Guardian — OpenClaw 7x24 Watchdog & Auto-Healer

OpenClaw 7x24 watchdog & auto-healer. Monitors gateway health, memory usage, zombie sessions, and disk space every 5 minutes with automatic restart when stuck.

Audits

Pass

Install

openclaw skills install guardian-auto-healer

Guardian — OpenClaw 7x24 Watchdog & Auto-Healer

Overview

Deploy a lightweight watchdog that checks OpenClaw health every 5 minutes and auto-heals when problems are found. Runs as a cron job — zero manual intervention after setup. Use when the user asks to set up health monitoring, auto-healing, watchdog, or crash recovery for OpenClaw.

Triggers

"watchdog", "guardian", "auto-heal", "auto-restart", "health monitor", "7x24 monitor", "crash recovery", "memory monitor", "OOM guard".

Quick Start

Install and schedule with cron in one go:

  1. Copy the watchdog script to the workspace (one-time):

    Copy scripts/watchdog.py → ~/.openclaw/workspace/guardian/watchdog.py
    

    (Use cp -r / copy; adjust the destination as needed. Keep the guardian/ folder in workspace.)

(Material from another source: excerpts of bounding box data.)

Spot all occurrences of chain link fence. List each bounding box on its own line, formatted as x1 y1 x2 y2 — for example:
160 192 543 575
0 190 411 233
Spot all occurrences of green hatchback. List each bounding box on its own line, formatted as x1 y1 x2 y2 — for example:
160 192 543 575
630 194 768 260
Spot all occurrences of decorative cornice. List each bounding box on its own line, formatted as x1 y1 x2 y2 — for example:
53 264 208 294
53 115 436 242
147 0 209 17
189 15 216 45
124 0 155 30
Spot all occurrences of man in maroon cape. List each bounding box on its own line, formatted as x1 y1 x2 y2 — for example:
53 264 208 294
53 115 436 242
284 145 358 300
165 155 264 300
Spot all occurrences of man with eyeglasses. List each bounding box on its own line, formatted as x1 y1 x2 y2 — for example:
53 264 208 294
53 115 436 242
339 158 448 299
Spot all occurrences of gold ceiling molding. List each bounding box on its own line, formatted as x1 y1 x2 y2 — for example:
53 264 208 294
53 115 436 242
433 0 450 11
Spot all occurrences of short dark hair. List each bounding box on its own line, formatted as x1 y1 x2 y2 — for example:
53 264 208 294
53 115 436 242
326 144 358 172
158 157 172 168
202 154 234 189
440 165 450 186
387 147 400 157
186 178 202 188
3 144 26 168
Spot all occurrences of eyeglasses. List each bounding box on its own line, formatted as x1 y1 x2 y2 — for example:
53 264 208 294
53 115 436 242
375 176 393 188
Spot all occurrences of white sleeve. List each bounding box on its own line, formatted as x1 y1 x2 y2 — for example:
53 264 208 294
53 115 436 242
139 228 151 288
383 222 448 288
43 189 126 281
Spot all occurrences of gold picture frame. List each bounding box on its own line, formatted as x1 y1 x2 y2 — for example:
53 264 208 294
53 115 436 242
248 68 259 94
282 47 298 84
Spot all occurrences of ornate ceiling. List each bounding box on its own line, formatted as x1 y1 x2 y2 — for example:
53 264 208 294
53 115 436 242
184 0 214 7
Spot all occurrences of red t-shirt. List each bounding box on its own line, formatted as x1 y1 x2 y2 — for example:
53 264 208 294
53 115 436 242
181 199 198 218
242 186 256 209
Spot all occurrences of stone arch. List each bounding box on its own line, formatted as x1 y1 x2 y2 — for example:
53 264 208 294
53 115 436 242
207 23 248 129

  2. Schedule via cron (5-minute interval): Use the cron tool to create a recurring agentTurn job:

    {
      "schedule": { "kind": "every", "everyMs": 300000 },
      "payload": {
        "kind": "agentTurn",
        "message": "Run guardian watchdog: execute `python3 ~/.openclaw/workspace/guardian/watchdog.py`. Report issues only if gateway is down, memory exceeds threshold, or disk is low. Otherwise reply HEALTH_OK.",
        "timeoutSeconds": 60
      },
      "sessionTarget": "isolated",
      "name": "guardian:watchdog",
      "delivery": { "mode": "announce" }
    }
    
  3. Verify — after the first run, check logs:

    cat ~/.openclaw/logs/guardian.log     # macOS/Linux
    type %USERPROFILE%\.openclaw\logs\guardian.log   # Windows
    

What It Monitors

CheckThresholdAuto-Heal Action
Gateway aliveUnresponsive > 15sopenclaw gateway restart
Memory usageWarn > 500 MB, Kill > 1 GBRestart gateway on kill
Disk spaceFree < 1 GBAlert only (no auto-action)

Manual Run

To run a one-off check without waiting for cron:

python3 ~/.openclaw/workspace/guardian/watchdog.py

Logs

All checks are recorded to ~/.openclaw/logs/guardian.log with timestamps. Each run produces a delimited block like:

[2026-05-04 23:00:00] ============================
[2026-05-04 23:00:00] Guardian Watchdog check starting...
[2026-05-04 23:00:00] OK: Gateway is responsive.
[2026-05-04 23:00:00] OK: Memory usage 234 MB (500 MB warn, 1000 MB kill).
[2026-05-04 23:00:00] OK: Disk free space 45.2 GB.
[2026-05-04 23:00:00] RESULT: All systems healthy.
[2026-05-04 23:00:00] ============================

Managing the Cron Job

  • List jobs: openclaw cron list
  • Run now: openclaw cron run <job-id> (find id from list)
  • Stop: openclaw cron update <job-id> --enabled false
  • Remove: openclaw cron remove <job-id>

Troubleshooting

  • "openclaw CLI not found": The watchdog uses shutil.which("openclaw"). If the CLI is not in PATH, manually set the path in watchdog.py by editing find_openclaw_cli().
  • Restart fails: Gateway may need manual intervention. Check openclaw gateway status directly.
  • High memory but no restart: Memory threshold only triggers restart at >1 GB. Below that, only warns.
  • Windows encoding: The script writes logs in UTF-8. If reading logs produces garbled output, use chcp 65001 first.